Woods v. Burlington Northern & Santa Fe Railway

2004 MT 332, 104 P.3d 1037, 324 Mont. 151, 2004 Mont. LEXIS 598
CourtMontana Supreme Court
DecidedNovember 23, 2004
DocketNo. 03-139
StatusPublished
Cited by3 cases

This text of 2004 MT 332 (Woods v. Burlington Northern & Santa Fe Railway) is published on Counsel Stack Legal Research, covering Montana Supreme Court primary law. Counsel Stack provides free access to over 12 million legal documents including statutes, case law, regulations, and constitutions.

Bluebook
Woods v. Burlington Northern & Santa Fe Railway, 2004 MT 332, 104 P.3d 1037, 324 Mont. 151, 2004 Mont. LEXIS 598 (Mo. 2004).

Opinions

JUSTICE COTTER

delivered the Opinion of the Court.

¶1 Lillian Woods (Lillian), the widow of Andre “Pete” Woods (Woods), appeals the District Court’s determination that Burlington Northern Santa Fe Railroad (BNSF or the Railroad) was not negligent per se when one of its employees, Gordon Holloway (Holloway), failed to comply with the terms of a track warrant. The resulting collision caused Woods’ death. We reverse and remand.

ISSUES

¶2 A restatement of the issues before this Court is:

¶3 Did the District Court err in finding that BNSF was not negligent per se?

¶4 Did the District Court err in allowing the jury to consider whether Woods was contributorily negligent?

¶5 Did the District Court err in allowing BNSF employees to testify regarding BNSF’s safety rules?

FACTUAL AND PROCEDURAL BACKGROUND

¶6 The facts pertinent to the issues in this case are undisputed and uncontested. On August 23, 2000, Woods, a welding supervisor employed by BNSF, accompanied Holloway, a track supervisor for [153]*153BNSF, in a hy-rail vehicle to inspect a specific section of track.
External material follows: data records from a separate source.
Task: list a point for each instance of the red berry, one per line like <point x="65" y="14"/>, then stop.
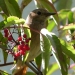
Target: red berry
<point x="5" y="30"/>
<point x="20" y="38"/>
<point x="10" y="38"/>
<point x="24" y="35"/>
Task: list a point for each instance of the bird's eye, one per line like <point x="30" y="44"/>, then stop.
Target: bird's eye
<point x="39" y="13"/>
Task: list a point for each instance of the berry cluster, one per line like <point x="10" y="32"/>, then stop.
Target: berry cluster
<point x="21" y="44"/>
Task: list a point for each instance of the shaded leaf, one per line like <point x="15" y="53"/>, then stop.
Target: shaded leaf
<point x="52" y="68"/>
<point x="46" y="53"/>
<point x="49" y="6"/>
<point x="30" y="73"/>
<point x="16" y="7"/>
<point x="10" y="8"/>
<point x="68" y="49"/>
<point x="57" y="46"/>
<point x="3" y="6"/>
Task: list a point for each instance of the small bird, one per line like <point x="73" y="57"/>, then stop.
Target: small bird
<point x="36" y="20"/>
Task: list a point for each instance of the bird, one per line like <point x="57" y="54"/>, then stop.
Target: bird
<point x="36" y="20"/>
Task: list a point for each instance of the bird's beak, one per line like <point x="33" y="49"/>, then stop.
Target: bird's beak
<point x="48" y="14"/>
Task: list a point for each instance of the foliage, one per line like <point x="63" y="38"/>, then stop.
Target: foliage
<point x="62" y="47"/>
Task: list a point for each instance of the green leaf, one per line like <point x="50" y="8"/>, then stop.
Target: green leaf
<point x="5" y="55"/>
<point x="49" y="6"/>
<point x="46" y="53"/>
<point x="68" y="49"/>
<point x="69" y="26"/>
<point x="11" y="8"/>
<point x="30" y="73"/>
<point x="4" y="73"/>
<point x="51" y="25"/>
<point x="3" y="6"/>
<point x="16" y="7"/>
<point x="64" y="4"/>
<point x="10" y="21"/>
<point x="3" y="47"/>
<point x="60" y="55"/>
<point x="52" y="68"/>
<point x="57" y="47"/>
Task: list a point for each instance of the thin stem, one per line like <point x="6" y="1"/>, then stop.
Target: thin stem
<point x="6" y="64"/>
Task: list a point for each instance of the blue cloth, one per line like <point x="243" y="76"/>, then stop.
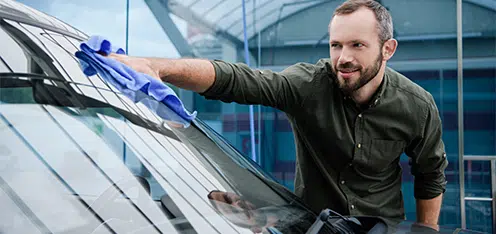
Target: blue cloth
<point x="139" y="87"/>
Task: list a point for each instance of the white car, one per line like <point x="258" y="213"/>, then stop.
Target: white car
<point x="77" y="156"/>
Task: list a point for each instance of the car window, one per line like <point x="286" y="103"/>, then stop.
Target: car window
<point x="12" y="54"/>
<point x="102" y="163"/>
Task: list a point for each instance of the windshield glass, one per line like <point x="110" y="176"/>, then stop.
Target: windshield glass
<point x="77" y="156"/>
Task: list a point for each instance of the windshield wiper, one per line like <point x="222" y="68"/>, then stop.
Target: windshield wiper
<point x="61" y="94"/>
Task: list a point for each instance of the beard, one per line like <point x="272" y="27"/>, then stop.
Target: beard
<point x="349" y="86"/>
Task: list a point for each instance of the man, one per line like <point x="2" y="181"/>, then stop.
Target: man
<point x="352" y="116"/>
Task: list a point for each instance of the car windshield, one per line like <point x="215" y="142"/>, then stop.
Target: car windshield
<point x="76" y="156"/>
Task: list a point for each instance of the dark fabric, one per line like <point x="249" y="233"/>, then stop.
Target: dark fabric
<point x="347" y="155"/>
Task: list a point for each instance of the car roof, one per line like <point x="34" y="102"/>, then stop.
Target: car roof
<point x="19" y="12"/>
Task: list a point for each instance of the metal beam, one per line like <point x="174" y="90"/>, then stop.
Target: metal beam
<point x="161" y="13"/>
<point x="191" y="17"/>
<point x="489" y="4"/>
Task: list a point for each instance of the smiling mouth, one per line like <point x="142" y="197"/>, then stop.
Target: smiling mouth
<point x="347" y="71"/>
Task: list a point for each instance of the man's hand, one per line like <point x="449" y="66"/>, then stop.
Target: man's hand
<point x="428" y="212"/>
<point x="142" y="65"/>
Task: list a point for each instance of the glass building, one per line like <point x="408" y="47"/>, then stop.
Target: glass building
<point x="446" y="46"/>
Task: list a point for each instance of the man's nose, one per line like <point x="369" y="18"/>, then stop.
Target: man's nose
<point x="346" y="56"/>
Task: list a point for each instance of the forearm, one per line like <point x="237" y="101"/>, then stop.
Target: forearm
<point x="428" y="211"/>
<point x="192" y="74"/>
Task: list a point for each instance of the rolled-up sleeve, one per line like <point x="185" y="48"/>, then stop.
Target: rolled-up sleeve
<point x="428" y="156"/>
<point x="236" y="82"/>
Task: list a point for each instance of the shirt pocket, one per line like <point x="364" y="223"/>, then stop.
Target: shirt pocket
<point x="383" y="153"/>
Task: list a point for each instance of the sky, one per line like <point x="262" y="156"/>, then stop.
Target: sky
<point x="108" y="18"/>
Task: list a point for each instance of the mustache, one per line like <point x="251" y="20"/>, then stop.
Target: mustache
<point x="348" y="67"/>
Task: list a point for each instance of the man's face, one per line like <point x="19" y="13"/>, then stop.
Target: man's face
<point x="355" y="50"/>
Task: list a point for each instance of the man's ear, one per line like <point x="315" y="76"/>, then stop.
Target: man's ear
<point x="389" y="48"/>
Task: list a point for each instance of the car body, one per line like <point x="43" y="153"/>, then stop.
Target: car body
<point x="77" y="156"/>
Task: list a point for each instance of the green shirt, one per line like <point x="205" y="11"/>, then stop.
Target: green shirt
<point x="347" y="155"/>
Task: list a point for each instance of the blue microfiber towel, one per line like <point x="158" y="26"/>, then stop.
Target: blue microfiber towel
<point x="139" y="87"/>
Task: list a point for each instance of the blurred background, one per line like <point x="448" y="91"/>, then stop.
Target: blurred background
<point x="280" y="33"/>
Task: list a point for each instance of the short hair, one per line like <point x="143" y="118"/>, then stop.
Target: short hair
<point x="382" y="15"/>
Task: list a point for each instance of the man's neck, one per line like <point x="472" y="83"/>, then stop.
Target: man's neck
<point x="363" y="95"/>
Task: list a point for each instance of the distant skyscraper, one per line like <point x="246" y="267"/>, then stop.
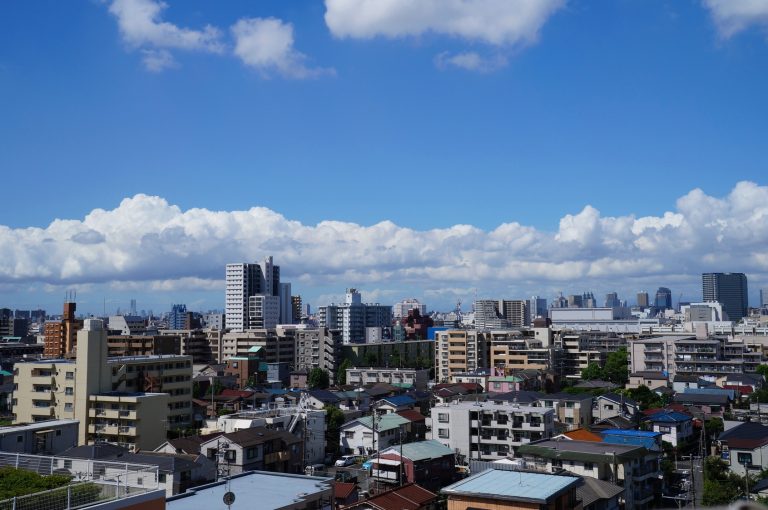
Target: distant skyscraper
<point x="401" y="309"/>
<point x="663" y="299"/>
<point x="244" y="281"/>
<point x="178" y="318"/>
<point x="729" y="289"/>
<point x="537" y="307"/>
<point x="612" y="300"/>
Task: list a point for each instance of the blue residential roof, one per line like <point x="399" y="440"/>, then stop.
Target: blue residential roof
<point x="649" y="440"/>
<point x="401" y="400"/>
<point x="514" y="486"/>
<point x="669" y="417"/>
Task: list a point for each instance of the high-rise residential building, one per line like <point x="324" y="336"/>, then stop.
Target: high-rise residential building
<point x="730" y="289"/>
<point x="296" y="309"/>
<point x="263" y="312"/>
<point x="663" y="299"/>
<point x="245" y="280"/>
<point x="179" y="318"/>
<point x="61" y="335"/>
<point x="286" y="305"/>
<point x="537" y="307"/>
<point x="612" y="300"/>
<point x="402" y="308"/>
<point x="459" y="351"/>
<point x="354" y="316"/>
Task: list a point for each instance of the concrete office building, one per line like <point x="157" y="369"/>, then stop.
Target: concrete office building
<point x="61" y="335"/>
<point x="457" y="352"/>
<point x="130" y="401"/>
<point x="489" y="431"/>
<point x="353" y="317"/>
<point x="401" y="309"/>
<point x="730" y="289"/>
<point x="537" y="307"/>
<point x="663" y="300"/>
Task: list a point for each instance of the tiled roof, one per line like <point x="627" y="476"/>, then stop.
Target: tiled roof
<point x="521" y="486"/>
<point x="583" y="435"/>
<point x="407" y="497"/>
<point x="420" y="450"/>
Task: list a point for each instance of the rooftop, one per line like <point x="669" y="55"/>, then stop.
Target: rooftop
<point x="513" y="486"/>
<point x="421" y="450"/>
<point x="270" y="490"/>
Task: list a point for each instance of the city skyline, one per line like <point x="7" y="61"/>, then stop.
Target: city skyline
<point x="504" y="149"/>
<point x="175" y="258"/>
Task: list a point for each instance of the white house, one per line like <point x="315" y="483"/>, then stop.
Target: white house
<point x="675" y="427"/>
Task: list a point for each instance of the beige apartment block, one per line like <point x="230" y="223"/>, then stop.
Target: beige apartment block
<point x="65" y="389"/>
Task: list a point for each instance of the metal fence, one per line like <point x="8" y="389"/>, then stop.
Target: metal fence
<point x="92" y="481"/>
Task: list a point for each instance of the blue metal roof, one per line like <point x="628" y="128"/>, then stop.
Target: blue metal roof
<point x="669" y="417"/>
<point x="514" y="485"/>
<point x="401" y="400"/>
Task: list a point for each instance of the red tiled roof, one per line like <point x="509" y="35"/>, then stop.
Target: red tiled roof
<point x="342" y="490"/>
<point x="412" y="415"/>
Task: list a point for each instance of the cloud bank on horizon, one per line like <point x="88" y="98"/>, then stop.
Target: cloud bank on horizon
<point x="147" y="243"/>
<point x="498" y="27"/>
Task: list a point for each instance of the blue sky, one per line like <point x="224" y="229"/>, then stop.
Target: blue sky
<point x="419" y="118"/>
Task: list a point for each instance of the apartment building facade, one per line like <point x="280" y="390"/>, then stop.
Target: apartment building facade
<point x="487" y="430"/>
<point x="362" y="376"/>
<point x="146" y="395"/>
<point x="459" y="351"/>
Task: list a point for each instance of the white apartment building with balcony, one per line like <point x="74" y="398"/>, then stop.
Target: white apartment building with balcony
<point x="489" y="431"/>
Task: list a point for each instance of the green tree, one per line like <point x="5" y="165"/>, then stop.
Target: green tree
<point x="341" y="375"/>
<point x="370" y="359"/>
<point x="615" y="369"/>
<point x="720" y="486"/>
<point x="334" y="419"/>
<point x="318" y="379"/>
<point x="592" y="371"/>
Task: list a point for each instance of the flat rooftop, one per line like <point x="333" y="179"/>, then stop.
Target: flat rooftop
<point x="513" y="486"/>
<point x="254" y="489"/>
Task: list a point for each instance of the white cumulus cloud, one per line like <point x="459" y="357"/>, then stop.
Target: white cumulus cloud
<point x="266" y="44"/>
<point x="141" y="26"/>
<point x="147" y="242"/>
<point x="733" y="16"/>
<point x="499" y="23"/>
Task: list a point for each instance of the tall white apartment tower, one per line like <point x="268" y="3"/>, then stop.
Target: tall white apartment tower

Prior to departing from their point of origin, Holloway, in accordance with federal regulations and company rules, obtained a "track warrant” (warrant), which gave Holloway’s vehicle exclusive use of the segment of track described in the warrant. The segment of track described in track warrants always has a clearly identifiable starting and ending point, and is known as the “working limits” of the warrant. Under the warrant, until Holloway notified the railroad dispatcher that he no longer required exclusive use of that segment of track, the dispatcher would not allow any other trains or railway vehicles coming from the opposite direction to be within the working limits assigned to Holloway.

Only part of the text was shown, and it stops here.